Ver os filhos afastados da escola deve ser uma das maiores dores de qualquer pai. Infelizmente, este ainda é um drama que se vive no país, onde, segundo dados do próprio Ministério da Educação, mais de 4,5 milhões de pequenos e jovens encontram-se nesta situação. Quando são divulgados estes números, por mais que não se queira, a primeira responsabilidade que se imputa é ao Estado.
É comum, sobretudo nestas fases em que o ano lectivo se aproxima do final, analisar-se não só o défice existente, como também as possíveis soluções para o problema. Inicialmente, há quem vaticine que a solução passe, necessariamente, pela construção de mais salas de aula. Consequentemente, o aumento do número de professores, técnicos administrativos e outros profissionais que dão corpo a qualquer instituição escolar.
Mas a solução pode não ser tão fácil como se julga, principalmente para um país em dificuldades, como o nosso, em que a sua população cresce acima dos três por cento todos os anos.
Em igual período, assiste-se a um aumento também de crianças em idade escolar, muitas das quais não têm acesso e ingressam na lista daquelas que já se encontram em abandono.
Sempre que visito algumas escolas, muitas das quais devidamente apetrechadas, pergunto-me se não existem soluções mais realistas, por exemplo, que nos permitiriam construir mais escolas se se tiver em conta o preço que se paga por uma delas? Há alguns anos, um amigo arquitecto, com quem discutia sobre alguns projectos que eram erguidos em determinadas localidades, defendia a necessidade de se poder construir algumas infraestruturas com recursos a materiais locais, mas cujos acabamentos poderiam conferir uma certa dignidade às crianças, professores, técnicos administrativos e todos aqueles que frequentassem a instituição.
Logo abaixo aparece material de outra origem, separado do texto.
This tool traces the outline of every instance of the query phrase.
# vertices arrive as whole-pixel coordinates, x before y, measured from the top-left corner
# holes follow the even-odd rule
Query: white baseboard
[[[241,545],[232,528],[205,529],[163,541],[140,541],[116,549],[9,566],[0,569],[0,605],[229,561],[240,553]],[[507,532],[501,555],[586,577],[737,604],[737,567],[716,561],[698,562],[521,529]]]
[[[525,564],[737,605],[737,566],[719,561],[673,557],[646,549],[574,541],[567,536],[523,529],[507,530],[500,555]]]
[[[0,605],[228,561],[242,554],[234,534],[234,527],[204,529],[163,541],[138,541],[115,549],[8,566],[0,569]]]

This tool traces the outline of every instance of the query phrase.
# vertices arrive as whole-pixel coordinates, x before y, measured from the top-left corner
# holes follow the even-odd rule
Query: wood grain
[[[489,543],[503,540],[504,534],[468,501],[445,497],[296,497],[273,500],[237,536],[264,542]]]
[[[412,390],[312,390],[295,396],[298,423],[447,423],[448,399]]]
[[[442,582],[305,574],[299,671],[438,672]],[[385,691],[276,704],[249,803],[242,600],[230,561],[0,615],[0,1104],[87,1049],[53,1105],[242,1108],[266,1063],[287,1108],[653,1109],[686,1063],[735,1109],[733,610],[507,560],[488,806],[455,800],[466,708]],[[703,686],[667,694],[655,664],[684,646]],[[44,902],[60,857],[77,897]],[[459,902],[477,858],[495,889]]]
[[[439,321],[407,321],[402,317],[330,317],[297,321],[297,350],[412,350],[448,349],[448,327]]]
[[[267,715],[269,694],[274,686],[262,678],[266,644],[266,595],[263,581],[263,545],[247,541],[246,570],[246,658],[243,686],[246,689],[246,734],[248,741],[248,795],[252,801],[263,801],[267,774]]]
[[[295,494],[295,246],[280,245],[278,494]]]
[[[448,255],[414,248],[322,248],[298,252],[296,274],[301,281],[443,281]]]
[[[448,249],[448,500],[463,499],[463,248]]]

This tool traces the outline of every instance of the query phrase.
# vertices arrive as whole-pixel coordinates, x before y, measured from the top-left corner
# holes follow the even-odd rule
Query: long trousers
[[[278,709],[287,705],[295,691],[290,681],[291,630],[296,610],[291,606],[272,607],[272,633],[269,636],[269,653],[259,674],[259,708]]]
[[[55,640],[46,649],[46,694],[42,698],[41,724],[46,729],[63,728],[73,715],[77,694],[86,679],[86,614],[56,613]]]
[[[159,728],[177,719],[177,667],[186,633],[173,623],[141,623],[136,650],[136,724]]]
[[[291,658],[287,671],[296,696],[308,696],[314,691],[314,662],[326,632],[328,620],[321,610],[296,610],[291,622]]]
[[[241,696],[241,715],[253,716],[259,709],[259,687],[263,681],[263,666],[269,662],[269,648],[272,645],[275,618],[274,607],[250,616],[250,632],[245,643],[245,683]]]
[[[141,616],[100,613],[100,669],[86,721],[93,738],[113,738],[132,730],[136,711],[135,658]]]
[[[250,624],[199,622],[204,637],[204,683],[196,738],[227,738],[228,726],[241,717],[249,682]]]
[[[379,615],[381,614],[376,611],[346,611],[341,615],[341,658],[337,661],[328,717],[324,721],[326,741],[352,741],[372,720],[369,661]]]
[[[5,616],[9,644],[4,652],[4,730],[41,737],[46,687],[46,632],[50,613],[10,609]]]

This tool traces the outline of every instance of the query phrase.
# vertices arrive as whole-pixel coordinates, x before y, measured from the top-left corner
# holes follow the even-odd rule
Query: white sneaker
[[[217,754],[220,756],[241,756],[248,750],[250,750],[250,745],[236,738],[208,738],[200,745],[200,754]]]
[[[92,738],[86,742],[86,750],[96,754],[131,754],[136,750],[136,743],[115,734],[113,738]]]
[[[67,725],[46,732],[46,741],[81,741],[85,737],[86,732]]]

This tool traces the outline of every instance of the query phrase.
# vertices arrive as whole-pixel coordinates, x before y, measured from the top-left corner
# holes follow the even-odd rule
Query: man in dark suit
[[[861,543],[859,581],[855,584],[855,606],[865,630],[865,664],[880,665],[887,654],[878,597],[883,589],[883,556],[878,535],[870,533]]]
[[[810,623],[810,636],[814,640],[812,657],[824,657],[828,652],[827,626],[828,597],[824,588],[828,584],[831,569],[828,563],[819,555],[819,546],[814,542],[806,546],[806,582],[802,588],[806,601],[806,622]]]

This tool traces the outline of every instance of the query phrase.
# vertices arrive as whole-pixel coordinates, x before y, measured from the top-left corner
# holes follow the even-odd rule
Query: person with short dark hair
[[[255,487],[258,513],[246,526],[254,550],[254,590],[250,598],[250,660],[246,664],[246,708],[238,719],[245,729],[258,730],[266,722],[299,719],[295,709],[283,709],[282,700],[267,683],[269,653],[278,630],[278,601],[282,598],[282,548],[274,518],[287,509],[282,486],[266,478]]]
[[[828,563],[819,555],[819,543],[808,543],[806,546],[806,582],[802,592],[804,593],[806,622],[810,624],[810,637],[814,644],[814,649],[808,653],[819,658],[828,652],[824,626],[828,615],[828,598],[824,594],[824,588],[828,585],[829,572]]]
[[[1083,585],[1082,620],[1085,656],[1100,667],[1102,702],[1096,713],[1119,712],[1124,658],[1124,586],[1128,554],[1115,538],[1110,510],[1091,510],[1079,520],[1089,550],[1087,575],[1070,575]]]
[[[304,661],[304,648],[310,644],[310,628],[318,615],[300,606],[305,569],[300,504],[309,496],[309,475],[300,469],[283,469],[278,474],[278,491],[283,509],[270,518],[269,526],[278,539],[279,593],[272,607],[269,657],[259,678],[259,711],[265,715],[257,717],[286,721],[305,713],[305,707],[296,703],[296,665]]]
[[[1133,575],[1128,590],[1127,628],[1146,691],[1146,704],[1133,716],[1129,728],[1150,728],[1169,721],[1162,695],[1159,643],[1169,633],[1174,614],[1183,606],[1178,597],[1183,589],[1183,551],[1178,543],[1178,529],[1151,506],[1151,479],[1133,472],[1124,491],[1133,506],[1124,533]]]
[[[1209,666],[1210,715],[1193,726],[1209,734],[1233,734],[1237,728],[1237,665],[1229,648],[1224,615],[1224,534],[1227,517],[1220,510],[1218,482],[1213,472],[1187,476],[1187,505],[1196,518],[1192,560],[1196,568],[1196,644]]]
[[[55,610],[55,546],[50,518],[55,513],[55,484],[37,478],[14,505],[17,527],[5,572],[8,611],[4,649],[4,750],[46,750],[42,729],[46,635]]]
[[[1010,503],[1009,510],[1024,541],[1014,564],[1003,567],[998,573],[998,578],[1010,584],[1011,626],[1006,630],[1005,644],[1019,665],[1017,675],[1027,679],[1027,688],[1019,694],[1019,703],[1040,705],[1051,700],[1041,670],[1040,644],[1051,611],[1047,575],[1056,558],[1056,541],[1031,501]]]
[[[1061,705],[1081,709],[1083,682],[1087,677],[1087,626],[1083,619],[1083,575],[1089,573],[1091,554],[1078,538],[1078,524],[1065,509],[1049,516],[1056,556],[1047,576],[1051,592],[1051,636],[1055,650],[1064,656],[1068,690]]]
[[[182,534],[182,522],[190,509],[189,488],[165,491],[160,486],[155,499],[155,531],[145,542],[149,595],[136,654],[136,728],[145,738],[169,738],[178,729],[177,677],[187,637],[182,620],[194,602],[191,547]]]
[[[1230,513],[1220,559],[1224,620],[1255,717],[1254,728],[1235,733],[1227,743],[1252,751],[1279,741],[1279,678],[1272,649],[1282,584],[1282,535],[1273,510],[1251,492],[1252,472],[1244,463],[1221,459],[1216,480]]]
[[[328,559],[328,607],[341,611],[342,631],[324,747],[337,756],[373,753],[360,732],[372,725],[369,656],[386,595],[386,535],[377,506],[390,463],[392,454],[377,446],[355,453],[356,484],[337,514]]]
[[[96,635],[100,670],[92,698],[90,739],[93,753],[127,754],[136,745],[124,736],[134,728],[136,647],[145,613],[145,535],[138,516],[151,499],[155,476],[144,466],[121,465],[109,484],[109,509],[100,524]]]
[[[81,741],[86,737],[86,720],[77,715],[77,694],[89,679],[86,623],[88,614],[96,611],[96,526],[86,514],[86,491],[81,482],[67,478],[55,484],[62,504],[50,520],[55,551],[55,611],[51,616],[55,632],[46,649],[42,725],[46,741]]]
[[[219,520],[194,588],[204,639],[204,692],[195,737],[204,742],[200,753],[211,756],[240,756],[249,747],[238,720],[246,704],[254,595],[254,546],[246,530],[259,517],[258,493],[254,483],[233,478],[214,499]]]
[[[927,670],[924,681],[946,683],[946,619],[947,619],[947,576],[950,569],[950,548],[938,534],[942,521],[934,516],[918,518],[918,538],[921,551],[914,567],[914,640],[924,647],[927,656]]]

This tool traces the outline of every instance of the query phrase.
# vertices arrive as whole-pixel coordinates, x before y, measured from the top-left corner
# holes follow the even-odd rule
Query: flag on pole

Estamos lembrados de que, por exemplo, a nível de Luanda, surgiram determinados estabelecimentos, a preços acessíveis, no âmbito da cooperação cubana, que viram nascer muitos cidadãos que hoje ocupam posições de destaque na política, economia, desporto e noutros sectores. Sem descurar as condições que se exigem hoje, a diminuição do número de crianças passa por soluções práticas – e muitas delas menos onerosas, incluindo neste pacote as igrejas e outras instituições que possam acompanhar o Executivo neste combate difícil, mas possível.
Aí, onde não é possível colocar-se uma infra estrutura de ponta, ao menos que se criem condições aceitáveis para que crianças e jovens possam, no mínimo, sonhar que dias melhores virão.
É imperioso que se busquem soluções práticas para que o número de petizes fora do sistema aumente vertiginosamente, uma vez que o crescimento populacional que assistimos aponta para esta direcção, se tivermos em conta o facto de o mesmo não acompanhar o crescimento económico.